Justiça torna réu homem acusado de estrangular Luciano Milo de Carvalho com cabo de carregador em Goiânia
Investigado confessou o estrangulamento e agora responderá formalmente a processo criminal

A Justiça tornou réu Walison Ascanio Tito, acusado de matar o estudante de medicina veterinária Luciano Milo de Carvalho, de 27 anos, dentro do apartamento da vítima, em Goiânia.
O juiz Eduardo Pio Mascarenhas da Silva, da 1ª Vara Criminal de Goiânia, recebeu integralmente a denúncia apresentada pelo Ministério Público de Goiás (MPGO).
Com a decisão, Walison passa a responder formalmente por homicídio qualificado e furto. A acusação aponta motivo torpe, emprego de meio cruel e uso de recurso que teria dificultado a defesa da vítima.
Luciano foi encontrado morto no dia 10 de maio, no apartamento onde morava, no Setor Cidade Jardim.
Segundo a denúncia, o jovem morreu por asfixia mecânica provocada por estrangulamento. Um cabo de carregador de notebook teria sido utilizado no crime.
Ao analisar o caso, o magistrado considerou que a acusação atende aos requisitos legais e destacou a existência de elementos relacionados à materialidade e à autoria.
Entre eles estão o laudo do exame cadavérico, que confirmou o estrangulamento, e registros de câmeras de segurança do condomínio.
As imagens mostram Walison chegando ao local com Luciano e, posteriormente, deixando o prédio com pertences da vítima.
Relembre o caso
Conforme as investigações da Polícia Civil (PC), Luciano e Walison se conheceram pouco antes do crime.
Os dois passaram por uma distribuidora de bebidas e seguiram para o apartamento do estudante.
Em depoimento, Walison confessou ter estrangulado Luciano.
Segundo o relato apresentado à polícia, ele teria se arrependido após manter uma relação com a vítima e, então, decidido matá-la.
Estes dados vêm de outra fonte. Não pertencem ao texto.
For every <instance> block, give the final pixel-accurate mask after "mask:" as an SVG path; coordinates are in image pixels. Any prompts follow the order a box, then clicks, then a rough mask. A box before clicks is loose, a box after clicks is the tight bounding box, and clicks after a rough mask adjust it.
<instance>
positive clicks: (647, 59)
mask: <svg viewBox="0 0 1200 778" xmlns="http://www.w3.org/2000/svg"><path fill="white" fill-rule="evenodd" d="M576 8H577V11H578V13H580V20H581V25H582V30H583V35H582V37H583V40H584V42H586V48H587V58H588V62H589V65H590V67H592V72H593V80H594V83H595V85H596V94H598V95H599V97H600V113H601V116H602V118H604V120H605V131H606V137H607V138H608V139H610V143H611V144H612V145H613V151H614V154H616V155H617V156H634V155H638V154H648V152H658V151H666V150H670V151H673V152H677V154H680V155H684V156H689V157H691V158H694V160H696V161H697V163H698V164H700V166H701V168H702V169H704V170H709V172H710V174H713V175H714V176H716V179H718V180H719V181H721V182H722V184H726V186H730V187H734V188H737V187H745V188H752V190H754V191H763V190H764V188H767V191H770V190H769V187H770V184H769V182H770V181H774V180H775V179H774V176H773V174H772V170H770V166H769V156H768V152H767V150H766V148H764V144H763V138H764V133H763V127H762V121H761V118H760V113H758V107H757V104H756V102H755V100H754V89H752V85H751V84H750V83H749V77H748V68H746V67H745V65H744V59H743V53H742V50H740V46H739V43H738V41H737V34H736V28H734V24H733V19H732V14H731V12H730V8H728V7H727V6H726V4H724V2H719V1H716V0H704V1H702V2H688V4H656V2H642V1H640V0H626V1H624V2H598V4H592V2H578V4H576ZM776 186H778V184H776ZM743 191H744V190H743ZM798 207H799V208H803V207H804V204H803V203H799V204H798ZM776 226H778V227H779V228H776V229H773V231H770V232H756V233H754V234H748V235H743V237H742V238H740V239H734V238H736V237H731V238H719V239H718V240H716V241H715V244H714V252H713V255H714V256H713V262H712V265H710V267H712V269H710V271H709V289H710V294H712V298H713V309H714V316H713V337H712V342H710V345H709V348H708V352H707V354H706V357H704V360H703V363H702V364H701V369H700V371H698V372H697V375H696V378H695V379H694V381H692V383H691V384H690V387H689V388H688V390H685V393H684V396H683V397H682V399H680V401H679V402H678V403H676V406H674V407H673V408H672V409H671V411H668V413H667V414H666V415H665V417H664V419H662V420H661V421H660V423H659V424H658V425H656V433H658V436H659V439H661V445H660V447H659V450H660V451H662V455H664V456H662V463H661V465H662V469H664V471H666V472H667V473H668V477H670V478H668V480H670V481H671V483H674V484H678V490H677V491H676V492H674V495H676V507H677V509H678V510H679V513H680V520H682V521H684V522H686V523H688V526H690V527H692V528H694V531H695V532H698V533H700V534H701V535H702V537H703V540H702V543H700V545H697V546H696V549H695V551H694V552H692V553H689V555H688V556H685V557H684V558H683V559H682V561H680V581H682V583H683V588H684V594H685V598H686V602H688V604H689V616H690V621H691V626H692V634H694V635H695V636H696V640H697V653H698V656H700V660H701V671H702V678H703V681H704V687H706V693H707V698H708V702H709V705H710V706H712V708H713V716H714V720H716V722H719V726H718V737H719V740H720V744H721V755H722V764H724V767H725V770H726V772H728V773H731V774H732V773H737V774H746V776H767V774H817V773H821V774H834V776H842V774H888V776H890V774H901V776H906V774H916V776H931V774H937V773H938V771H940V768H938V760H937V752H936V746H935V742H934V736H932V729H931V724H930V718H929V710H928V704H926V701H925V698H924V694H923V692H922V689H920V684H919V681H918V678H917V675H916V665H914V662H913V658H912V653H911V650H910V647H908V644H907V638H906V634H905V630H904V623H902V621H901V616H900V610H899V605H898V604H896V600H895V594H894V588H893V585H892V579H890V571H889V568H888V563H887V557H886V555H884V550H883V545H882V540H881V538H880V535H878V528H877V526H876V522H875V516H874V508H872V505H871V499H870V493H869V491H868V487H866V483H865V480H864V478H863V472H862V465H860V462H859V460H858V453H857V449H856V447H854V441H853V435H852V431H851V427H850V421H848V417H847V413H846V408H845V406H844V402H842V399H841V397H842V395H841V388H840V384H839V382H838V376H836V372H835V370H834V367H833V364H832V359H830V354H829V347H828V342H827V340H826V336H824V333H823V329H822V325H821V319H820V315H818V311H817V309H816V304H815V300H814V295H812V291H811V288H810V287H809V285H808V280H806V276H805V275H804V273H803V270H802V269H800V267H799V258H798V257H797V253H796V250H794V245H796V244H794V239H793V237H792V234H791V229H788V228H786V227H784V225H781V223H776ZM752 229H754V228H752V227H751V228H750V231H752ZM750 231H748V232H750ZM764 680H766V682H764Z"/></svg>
A investigação aponta que o homicídio ocorreu antes da retirada dos objetos do imóvel.
Após a morte de Luciano, Walison teria levado um notebook e um calçado da vítima. O computador foi vendido posteriormente por R$ 100 e, conforme o próprio acusado relatou, o valor teria sido utilizado para comprar drogas.
O investigado foi preso três dias após o crime, em Trindade, na Região Metropolitana de Goiânia.
Agora, com o recebimento da denúncia, ele deverá apresentar defesa por escrito no prazo de dez dias.
O juiz também autorizou a obtenção de novos laudos, entre eles o de local de morte violenta e o de extração de dados do celular de Luciano.